The first three Matchbox Twenty albums could have been titled “The Rob Thomas Show” as far as the songwriting was concerned.
Then the band took a break and Thomas went on to establish himself as a solo artist and released his 2005 solo debut, “…Something To Be.” The album reached the top of the Billboard charts and produced two hit singles, “Lonely No More” and “This Is How A Heart Breaks”; and then there was “Smooth,” the blockbuster single he co-wrote for Carlos Santana and sang on Santana’s “Supernatural” CD.
Thomas, however, wasn’t the only one honing his craft during that time period. Matchbox Twenty Paul Doucette and Kyle Cook, drummer and lead guitarist respectively, were busy with their own independent projects: Doucette working with his side band, the Break And Repair Method, and Cook with his, the New Left. The two liked having a heavier hand in the songwriting, they found.
So when Matchbox Twenty regrouped to make the 2008 album “Exile On Mainstream,” a greatest hits collection supplemented by six new songs, they insisted on being part of the writing process.
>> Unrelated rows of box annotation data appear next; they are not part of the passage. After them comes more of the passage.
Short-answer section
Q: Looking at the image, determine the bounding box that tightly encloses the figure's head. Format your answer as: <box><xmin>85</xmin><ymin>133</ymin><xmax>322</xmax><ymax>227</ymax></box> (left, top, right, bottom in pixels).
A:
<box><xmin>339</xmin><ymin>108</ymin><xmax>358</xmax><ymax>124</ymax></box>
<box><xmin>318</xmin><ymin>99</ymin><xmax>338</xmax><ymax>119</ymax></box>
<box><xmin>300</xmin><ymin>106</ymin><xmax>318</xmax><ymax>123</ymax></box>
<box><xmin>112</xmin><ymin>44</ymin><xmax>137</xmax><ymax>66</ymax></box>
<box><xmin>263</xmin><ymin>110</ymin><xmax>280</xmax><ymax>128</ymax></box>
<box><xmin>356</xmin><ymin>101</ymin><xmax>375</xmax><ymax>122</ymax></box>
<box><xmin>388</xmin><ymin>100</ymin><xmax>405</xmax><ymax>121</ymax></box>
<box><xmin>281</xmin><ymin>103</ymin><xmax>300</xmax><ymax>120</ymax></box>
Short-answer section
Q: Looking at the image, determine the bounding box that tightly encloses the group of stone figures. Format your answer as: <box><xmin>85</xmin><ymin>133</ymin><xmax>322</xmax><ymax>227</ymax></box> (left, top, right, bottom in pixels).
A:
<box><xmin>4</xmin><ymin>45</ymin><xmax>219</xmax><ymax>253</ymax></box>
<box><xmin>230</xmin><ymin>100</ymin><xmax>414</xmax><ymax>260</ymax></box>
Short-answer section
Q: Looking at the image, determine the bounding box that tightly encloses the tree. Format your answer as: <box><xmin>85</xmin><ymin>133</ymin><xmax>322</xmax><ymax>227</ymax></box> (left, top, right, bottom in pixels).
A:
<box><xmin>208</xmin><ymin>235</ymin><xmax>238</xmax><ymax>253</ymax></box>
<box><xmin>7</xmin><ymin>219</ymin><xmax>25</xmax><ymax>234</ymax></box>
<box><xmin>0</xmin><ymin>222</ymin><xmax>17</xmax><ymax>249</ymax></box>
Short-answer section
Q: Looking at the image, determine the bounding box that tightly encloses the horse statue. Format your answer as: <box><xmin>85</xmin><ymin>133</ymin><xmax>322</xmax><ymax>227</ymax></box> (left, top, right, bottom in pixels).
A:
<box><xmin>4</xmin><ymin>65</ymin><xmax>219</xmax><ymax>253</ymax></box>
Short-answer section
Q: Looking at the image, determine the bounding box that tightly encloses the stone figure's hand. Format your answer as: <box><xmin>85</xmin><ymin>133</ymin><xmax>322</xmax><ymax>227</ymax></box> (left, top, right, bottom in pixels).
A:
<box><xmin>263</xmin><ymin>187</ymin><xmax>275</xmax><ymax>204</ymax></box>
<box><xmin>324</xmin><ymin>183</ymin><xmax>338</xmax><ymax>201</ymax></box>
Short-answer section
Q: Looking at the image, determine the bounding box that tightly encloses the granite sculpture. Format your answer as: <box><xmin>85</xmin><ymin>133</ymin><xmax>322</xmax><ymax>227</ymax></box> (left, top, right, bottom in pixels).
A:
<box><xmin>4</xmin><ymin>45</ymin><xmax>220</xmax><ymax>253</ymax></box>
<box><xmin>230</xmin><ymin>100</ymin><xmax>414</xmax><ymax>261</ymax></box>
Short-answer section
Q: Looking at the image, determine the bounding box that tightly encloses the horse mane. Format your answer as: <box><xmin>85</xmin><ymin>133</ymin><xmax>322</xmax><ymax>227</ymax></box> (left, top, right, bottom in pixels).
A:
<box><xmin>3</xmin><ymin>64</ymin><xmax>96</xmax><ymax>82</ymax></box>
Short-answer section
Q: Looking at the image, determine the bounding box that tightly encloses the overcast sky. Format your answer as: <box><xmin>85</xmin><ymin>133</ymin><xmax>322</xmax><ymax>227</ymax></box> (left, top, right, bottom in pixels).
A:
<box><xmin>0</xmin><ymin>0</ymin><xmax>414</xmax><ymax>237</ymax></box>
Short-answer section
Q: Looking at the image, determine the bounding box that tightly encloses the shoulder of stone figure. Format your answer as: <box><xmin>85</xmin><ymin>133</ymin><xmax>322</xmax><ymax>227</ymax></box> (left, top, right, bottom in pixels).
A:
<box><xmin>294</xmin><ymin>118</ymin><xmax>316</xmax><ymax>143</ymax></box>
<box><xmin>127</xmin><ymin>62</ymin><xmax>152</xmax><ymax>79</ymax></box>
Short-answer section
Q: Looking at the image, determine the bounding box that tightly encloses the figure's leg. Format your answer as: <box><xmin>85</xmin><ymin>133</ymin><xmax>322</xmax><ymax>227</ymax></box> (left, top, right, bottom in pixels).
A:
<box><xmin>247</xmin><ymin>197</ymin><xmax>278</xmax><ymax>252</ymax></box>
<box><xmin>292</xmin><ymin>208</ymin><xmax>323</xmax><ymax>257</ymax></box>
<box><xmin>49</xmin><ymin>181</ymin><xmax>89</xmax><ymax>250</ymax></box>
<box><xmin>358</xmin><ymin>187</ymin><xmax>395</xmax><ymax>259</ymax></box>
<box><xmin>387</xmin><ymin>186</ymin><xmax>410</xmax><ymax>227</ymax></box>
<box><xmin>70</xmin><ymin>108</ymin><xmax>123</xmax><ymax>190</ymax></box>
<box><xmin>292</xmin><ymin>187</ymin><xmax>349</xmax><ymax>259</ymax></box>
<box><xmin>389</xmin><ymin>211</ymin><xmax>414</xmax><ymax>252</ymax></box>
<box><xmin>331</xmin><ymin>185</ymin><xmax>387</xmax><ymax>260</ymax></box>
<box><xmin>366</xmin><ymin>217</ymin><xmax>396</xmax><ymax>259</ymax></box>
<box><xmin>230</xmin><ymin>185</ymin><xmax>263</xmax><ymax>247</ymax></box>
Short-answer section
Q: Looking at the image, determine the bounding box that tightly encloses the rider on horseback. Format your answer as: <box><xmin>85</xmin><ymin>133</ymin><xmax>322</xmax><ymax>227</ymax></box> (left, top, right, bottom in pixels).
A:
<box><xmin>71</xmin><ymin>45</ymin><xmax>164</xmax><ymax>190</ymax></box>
After some growing pains, the arrangement worked and was carried forth onto the band’s forth album, “North.”
The band comes to the Verizon Wireless Arena in Manchester on Tuesday in support of the record, along with the Goo Goo Dolls and Kate Earl.
In a recent phone interview, Thomas said he was happy to open up the writing process to his band-mates, though some people questioned his ability to collaborate.
The concerns were understandable: As primary songwriter on the first three Matchbox Twenty albums, Thomas had proven himself to be one of rock’s most reliable hit makers.
Matchbox Twenty released a debut CD in 1996, “Yourself Or Someone Like You.” It produced five hit singles, including “Push,” “3 a.m.” and “Long Day.” “Mad Season,” 2000, and “More Than You Think You Are,” 2002, added another half dozen hits to the list, including “Bent,” “If You’re Gone” and “Bright Lights.”